Martin Kevorkian,
English,
University of Texas
[April 2, 2009] —My grandfather counseled me before I went away to college: “There will be those who will try to take away your faith. But they don’t have anything better to offer.” That advice, taken in the generous spirit that he always intended, did much to establish what remains my relation to the university.
I attended a student fellowship during my graduate years at UCLA. One professor cautioned us, albeit in semi-serious hyperbole: Don’t let them know you are Christians – they’ll have you martyred on the Janss Steps on campus.
For guidance, our fellowship turned to the book of Daniel, but not out of worries over a fiery furnace or lion’s den. What we sought was some model for a proper relation to the institution of higher learning.
King Nebuchadnezzer gave the young Israelites new names, and had them learn a new language. They complied. But when the king has also allotted them a portion from the royal table, they asked for an alternative. “But Daniel chose not to defile himself with the royal food and wine, and he asked the chief official for permission not defile himself this way” (1:8).
Where Daniel Drew the Line
Here, in the matter of diet, lies the sticking point. Just as significantly, the issue of defilement does not arise elsewhere. The Israelites will receive full immersion in Babylonian culture. But the knowledge they stand to acquire will not defile them. Even the new names – names derived from the gods of that culture – do not appear to present a problem. Daniel and his companions draw the line only on the matter of faithful worship as indexed by material religious practice.
We drew great encouragement from these words. What we would learn need not harm us. People might refer to us differently, with words corresponding to this culture of knowledge: Medievalist, Americanist, or Molecular Biologist. We could accept this.

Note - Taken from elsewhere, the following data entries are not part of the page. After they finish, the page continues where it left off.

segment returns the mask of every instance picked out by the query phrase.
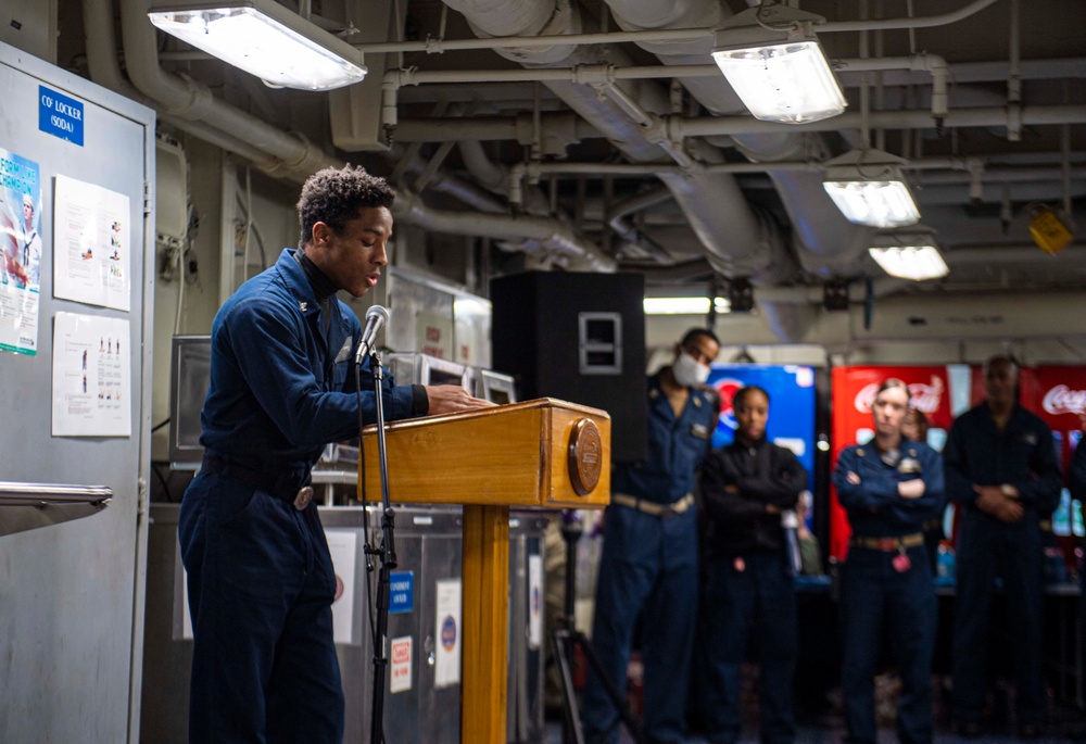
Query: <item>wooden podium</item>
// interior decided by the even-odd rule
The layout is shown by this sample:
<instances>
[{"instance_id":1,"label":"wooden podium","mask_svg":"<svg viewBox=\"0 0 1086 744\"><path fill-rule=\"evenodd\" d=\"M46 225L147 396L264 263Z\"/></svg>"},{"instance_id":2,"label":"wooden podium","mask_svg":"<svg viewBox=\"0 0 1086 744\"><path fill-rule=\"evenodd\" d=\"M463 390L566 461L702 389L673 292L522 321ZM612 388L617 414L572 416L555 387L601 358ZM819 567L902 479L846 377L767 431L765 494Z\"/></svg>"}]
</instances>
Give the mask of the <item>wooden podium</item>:
<instances>
[{"instance_id":1,"label":"wooden podium","mask_svg":"<svg viewBox=\"0 0 1086 744\"><path fill-rule=\"evenodd\" d=\"M380 501L377 429L363 432L365 486ZM610 502L610 416L548 398L386 429L393 502L464 505L460 741L505 744L509 507Z\"/></svg>"}]
</instances>

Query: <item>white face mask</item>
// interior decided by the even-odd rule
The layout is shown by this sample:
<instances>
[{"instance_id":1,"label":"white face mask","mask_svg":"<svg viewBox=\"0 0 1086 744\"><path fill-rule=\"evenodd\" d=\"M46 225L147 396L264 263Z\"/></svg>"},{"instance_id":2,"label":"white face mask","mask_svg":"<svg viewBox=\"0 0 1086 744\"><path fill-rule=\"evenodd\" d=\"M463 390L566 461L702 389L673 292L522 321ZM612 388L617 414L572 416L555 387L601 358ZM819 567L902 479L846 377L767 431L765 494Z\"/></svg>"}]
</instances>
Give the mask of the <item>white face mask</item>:
<instances>
[{"instance_id":1,"label":"white face mask","mask_svg":"<svg viewBox=\"0 0 1086 744\"><path fill-rule=\"evenodd\" d=\"M709 379L709 367L681 351L679 358L671 365L671 374L674 375L675 382L682 387L693 388L695 384L705 384Z\"/></svg>"}]
</instances>

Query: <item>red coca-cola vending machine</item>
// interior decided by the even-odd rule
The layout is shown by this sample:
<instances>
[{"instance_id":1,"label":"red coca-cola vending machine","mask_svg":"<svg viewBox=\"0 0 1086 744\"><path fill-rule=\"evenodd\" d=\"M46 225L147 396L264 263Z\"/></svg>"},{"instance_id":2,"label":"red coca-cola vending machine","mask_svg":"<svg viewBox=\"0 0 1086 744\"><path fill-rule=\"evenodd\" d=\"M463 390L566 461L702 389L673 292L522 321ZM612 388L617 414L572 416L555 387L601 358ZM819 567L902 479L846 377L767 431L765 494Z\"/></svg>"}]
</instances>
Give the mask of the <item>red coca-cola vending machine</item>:
<instances>
[{"instance_id":1,"label":"red coca-cola vending machine","mask_svg":"<svg viewBox=\"0 0 1086 744\"><path fill-rule=\"evenodd\" d=\"M932 426L927 443L938 451L943 450L954 418L985 396L982 365L836 367L831 378L832 467L836 467L837 456L846 446L874 436L871 402L887 377L900 378L909 386L913 407L922 411ZM1019 400L1051 428L1057 456L1066 474L1086 429L1086 367L1025 367L1019 374ZM842 558L851 530L832 487L830 508L830 555ZM1083 537L1082 505L1072 502L1066 489L1052 515L1052 531L1063 539L1065 555L1072 553L1074 539Z\"/></svg>"}]
</instances>

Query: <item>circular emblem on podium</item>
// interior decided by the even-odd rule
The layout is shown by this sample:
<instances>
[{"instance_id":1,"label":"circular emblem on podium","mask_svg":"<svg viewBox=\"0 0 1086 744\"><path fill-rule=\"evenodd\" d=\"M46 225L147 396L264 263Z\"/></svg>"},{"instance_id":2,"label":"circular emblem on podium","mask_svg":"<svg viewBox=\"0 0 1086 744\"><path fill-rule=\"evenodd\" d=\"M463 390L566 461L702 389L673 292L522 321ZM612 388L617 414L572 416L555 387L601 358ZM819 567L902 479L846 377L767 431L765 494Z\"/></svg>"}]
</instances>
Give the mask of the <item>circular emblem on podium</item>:
<instances>
[{"instance_id":1,"label":"circular emblem on podium","mask_svg":"<svg viewBox=\"0 0 1086 744\"><path fill-rule=\"evenodd\" d=\"M603 469L603 440L590 418L578 419L569 433L569 480L579 496L586 496L599 482Z\"/></svg>"}]
</instances>

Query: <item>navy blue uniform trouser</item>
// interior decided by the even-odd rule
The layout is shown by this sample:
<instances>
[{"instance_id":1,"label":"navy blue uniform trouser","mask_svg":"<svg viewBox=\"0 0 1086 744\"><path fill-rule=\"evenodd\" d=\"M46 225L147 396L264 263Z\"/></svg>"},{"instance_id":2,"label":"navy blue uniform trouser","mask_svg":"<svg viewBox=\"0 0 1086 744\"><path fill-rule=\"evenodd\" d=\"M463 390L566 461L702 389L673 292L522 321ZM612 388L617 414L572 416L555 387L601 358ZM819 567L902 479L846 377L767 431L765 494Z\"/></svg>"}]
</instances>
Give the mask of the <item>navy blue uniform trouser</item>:
<instances>
[{"instance_id":1,"label":"navy blue uniform trouser","mask_svg":"<svg viewBox=\"0 0 1086 744\"><path fill-rule=\"evenodd\" d=\"M705 730L711 742L740 737L740 686L747 640L757 640L761 693L761 741L795 740L792 683L798 653L796 597L787 555L744 556L744 570L731 557L710 558L702 616L705 628Z\"/></svg>"},{"instance_id":2,"label":"navy blue uniform trouser","mask_svg":"<svg viewBox=\"0 0 1086 744\"><path fill-rule=\"evenodd\" d=\"M622 694L639 616L642 728L649 739L678 741L685 722L697 619L696 509L661 518L624 506L607 507L592 648ZM583 707L589 742L618 741L618 711L595 674L589 676Z\"/></svg>"},{"instance_id":3,"label":"navy blue uniform trouser","mask_svg":"<svg viewBox=\"0 0 1086 744\"><path fill-rule=\"evenodd\" d=\"M201 474L178 537L194 634L189 741L339 744L336 575L316 504L299 512Z\"/></svg>"},{"instance_id":4,"label":"navy blue uniform trouser","mask_svg":"<svg viewBox=\"0 0 1086 744\"><path fill-rule=\"evenodd\" d=\"M922 545L906 551L911 567L898 572L897 553L853 546L842 570L841 670L846 741L874 744L874 674L883 628L901 678L897 731L901 744L932 742L932 654L935 650L935 585Z\"/></svg>"},{"instance_id":5,"label":"navy blue uniform trouser","mask_svg":"<svg viewBox=\"0 0 1086 744\"><path fill-rule=\"evenodd\" d=\"M1037 723L1044 719L1045 569L1040 531L1031 516L1027 514L1016 525L1003 525L969 512L963 518L957 554L951 697L954 716L958 720L980 720L984 710L988 619L996 577L1002 578L1007 617L1014 640L1008 652L1016 678L1018 722Z\"/></svg>"}]
</instances>

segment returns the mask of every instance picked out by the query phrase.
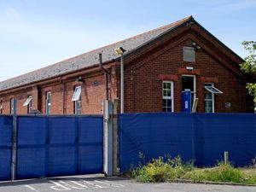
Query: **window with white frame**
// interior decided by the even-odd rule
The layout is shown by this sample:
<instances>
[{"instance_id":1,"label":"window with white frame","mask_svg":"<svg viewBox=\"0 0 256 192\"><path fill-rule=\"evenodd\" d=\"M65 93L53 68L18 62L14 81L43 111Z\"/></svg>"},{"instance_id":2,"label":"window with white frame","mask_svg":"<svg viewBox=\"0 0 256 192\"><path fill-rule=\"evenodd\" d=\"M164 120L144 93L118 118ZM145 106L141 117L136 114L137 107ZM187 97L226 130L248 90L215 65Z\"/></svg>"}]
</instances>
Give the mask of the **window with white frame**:
<instances>
[{"instance_id":1,"label":"window with white frame","mask_svg":"<svg viewBox=\"0 0 256 192\"><path fill-rule=\"evenodd\" d=\"M81 86L76 86L75 90L73 92L72 101L74 102L74 113L80 114L81 113Z\"/></svg>"},{"instance_id":2,"label":"window with white frame","mask_svg":"<svg viewBox=\"0 0 256 192\"><path fill-rule=\"evenodd\" d=\"M163 111L173 112L173 82L163 81L162 83L162 96L163 96Z\"/></svg>"},{"instance_id":3,"label":"window with white frame","mask_svg":"<svg viewBox=\"0 0 256 192\"><path fill-rule=\"evenodd\" d=\"M213 86L213 83L207 83L206 86ZM205 111L206 113L214 113L214 94L209 90L205 91Z\"/></svg>"},{"instance_id":4,"label":"window with white frame","mask_svg":"<svg viewBox=\"0 0 256 192\"><path fill-rule=\"evenodd\" d=\"M3 113L3 100L0 101L0 113Z\"/></svg>"},{"instance_id":5,"label":"window with white frame","mask_svg":"<svg viewBox=\"0 0 256 192\"><path fill-rule=\"evenodd\" d=\"M51 107L51 92L49 91L46 93L46 100L45 100L45 113L46 114L50 114L50 107Z\"/></svg>"},{"instance_id":6,"label":"window with white frame","mask_svg":"<svg viewBox=\"0 0 256 192\"><path fill-rule=\"evenodd\" d=\"M196 79L195 75L182 75L182 90L191 92L191 108L196 98Z\"/></svg>"},{"instance_id":7,"label":"window with white frame","mask_svg":"<svg viewBox=\"0 0 256 192\"><path fill-rule=\"evenodd\" d=\"M183 47L183 61L195 61L195 54L194 47Z\"/></svg>"},{"instance_id":8,"label":"window with white frame","mask_svg":"<svg viewBox=\"0 0 256 192\"><path fill-rule=\"evenodd\" d=\"M27 107L27 113L29 114L32 108L32 96L28 96L26 102L23 103L23 106Z\"/></svg>"},{"instance_id":9,"label":"window with white frame","mask_svg":"<svg viewBox=\"0 0 256 192\"><path fill-rule=\"evenodd\" d=\"M9 113L13 114L15 112L15 98L11 98L9 102Z\"/></svg>"},{"instance_id":10,"label":"window with white frame","mask_svg":"<svg viewBox=\"0 0 256 192\"><path fill-rule=\"evenodd\" d=\"M214 95L223 92L214 87L213 83L206 83L204 84L205 91L205 111L206 113L214 113Z\"/></svg>"}]
</instances>

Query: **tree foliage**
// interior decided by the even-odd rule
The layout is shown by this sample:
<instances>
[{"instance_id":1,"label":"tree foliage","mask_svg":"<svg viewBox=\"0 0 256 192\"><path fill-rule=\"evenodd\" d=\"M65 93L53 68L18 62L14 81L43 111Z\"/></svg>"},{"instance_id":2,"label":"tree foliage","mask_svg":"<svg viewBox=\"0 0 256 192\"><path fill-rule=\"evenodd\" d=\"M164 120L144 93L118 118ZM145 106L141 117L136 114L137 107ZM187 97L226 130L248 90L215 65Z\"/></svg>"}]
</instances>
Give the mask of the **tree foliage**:
<instances>
[{"instance_id":1,"label":"tree foliage","mask_svg":"<svg viewBox=\"0 0 256 192\"><path fill-rule=\"evenodd\" d=\"M249 52L249 55L245 57L245 61L241 64L241 69L245 73L256 73L256 42L244 41L241 43L244 49ZM249 93L256 99L256 84L247 84L247 88Z\"/></svg>"}]
</instances>

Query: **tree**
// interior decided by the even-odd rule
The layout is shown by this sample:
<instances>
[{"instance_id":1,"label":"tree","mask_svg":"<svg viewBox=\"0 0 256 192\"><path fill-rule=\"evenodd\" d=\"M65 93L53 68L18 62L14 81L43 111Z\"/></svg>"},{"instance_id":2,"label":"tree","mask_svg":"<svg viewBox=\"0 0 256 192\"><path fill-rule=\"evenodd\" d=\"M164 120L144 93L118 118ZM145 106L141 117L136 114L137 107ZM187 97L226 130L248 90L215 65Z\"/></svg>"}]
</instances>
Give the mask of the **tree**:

And, a further codicil of comfort from Daniel: “Now God had caused the official to show favor and sympathy to Daniel”; we could find allies and advisors among those who did not share our faith. All obvious points, but necessary to our survival.
A Place of Gleaming Wonder
The fullness of what my grandfather told me years ago came clearest to me through the example of my mother. My grandfather worked as a night janitor at the University of Michigan. When my mother was a little girl, he would sometimes take her to see the long, shining hallways that he had scrubbed. He was proud of his work, and found honor in making this public place clean. But I think he also wanted to impress upon my mother his sense of the university as a place of gleaming wonder. When she graduated from her country high school, class of thirty students, she went on to attend that great university.
When he said of the professors that they didn’t have anything better to offer, he did not say that they possessed nothing of value. I think even the word “better” bears qualification – nothing better on the order of faith, nothing in a category to replace it. But he clearly saw the university as a source of much that is precious, of knowledge that could be gained without posing a threat to faith. He took joy in seeing my mother go to college, and likewise cheered me onward. But he wanted me to keep steady. And I have always taken that as one meaning of the truth that makes me free.